CHECK constraint in SQL - Time & Space Complexity
When we use a CHECK constraint in SQL, the database checks if data meets certain rules before saving it.
We want to know how the time to check data grows as we add more rows.
Analyze the time complexity of the following code snippet.
CREATE TABLE Employees (
ID INT PRIMARY KEY,
Age INT,
Salary DECIMAL(10,2),
CHECK (Age >= 18 AND Salary >= 0)
);
INSERT INTO Employees (ID, Age, Salary) VALUES (1, 25, 50000);
INSERT INTO Employees (ID, Age, Salary) VALUES (2, 17, 40000); -- This will fail
This code creates a table with a CHECK constraint to ensure Age is at least 18 and Salary is not negative.
Identify the loops, recursion, array traversals that repeat.
- Primary operation: The database checks the constraint for each new row inserted or updated.
- How many times: Once per row operation, so the check runs for every row added or changed.
Each time we add a row, the database runs the CHECK condition once.
| Input Size (n) | Approx.
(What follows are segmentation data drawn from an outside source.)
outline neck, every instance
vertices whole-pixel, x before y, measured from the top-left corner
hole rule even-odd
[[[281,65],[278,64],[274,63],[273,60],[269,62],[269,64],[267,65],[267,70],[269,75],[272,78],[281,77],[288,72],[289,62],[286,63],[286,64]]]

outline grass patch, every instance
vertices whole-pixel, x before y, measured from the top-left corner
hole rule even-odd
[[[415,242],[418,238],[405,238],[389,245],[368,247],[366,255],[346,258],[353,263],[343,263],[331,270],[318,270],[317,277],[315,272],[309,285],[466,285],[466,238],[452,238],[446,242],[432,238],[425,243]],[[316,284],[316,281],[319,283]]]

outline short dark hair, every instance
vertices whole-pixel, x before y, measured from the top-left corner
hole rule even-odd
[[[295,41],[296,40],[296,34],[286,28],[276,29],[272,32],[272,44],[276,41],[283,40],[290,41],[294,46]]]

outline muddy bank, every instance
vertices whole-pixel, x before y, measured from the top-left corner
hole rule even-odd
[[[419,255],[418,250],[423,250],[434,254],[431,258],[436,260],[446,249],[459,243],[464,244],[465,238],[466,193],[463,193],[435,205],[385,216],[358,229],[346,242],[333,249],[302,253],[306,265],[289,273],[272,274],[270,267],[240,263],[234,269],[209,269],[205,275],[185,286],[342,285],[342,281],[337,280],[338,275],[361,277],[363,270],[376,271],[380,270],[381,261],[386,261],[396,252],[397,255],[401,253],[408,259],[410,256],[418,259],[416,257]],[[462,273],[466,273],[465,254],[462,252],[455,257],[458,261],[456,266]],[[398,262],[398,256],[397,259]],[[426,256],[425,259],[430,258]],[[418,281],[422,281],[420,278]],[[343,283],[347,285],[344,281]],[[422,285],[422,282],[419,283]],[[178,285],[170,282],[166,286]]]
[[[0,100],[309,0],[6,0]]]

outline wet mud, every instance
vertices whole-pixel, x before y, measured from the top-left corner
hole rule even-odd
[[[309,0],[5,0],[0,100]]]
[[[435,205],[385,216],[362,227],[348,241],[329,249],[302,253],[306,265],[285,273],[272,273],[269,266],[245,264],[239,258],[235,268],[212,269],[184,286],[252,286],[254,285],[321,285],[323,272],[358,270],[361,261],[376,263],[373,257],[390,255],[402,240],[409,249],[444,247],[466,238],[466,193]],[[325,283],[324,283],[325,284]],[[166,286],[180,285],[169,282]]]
Operations |
|---|---|
| 10 | 10 checks |
| 100 | 100 checks |
| 1000 | 1000 checks |
Pattern observation: The number of checks grows directly with the number of rows inserted or updated.
Time Complexity: O(n)
This means the time to check constraints grows in a straight line as you add more rows.
[X] Wrong: "The CHECK constraint runs once for the whole table regardless of rows."
[OK] Correct: The database checks each row individually when it is inserted or updated, so the time grows with the number of rows.
Understanding how constraints affect performance helps you design databases that keep data correct without slowing down too much.
"What if we added a CHECK constraint that involves a subquery? How would the time complexity change?"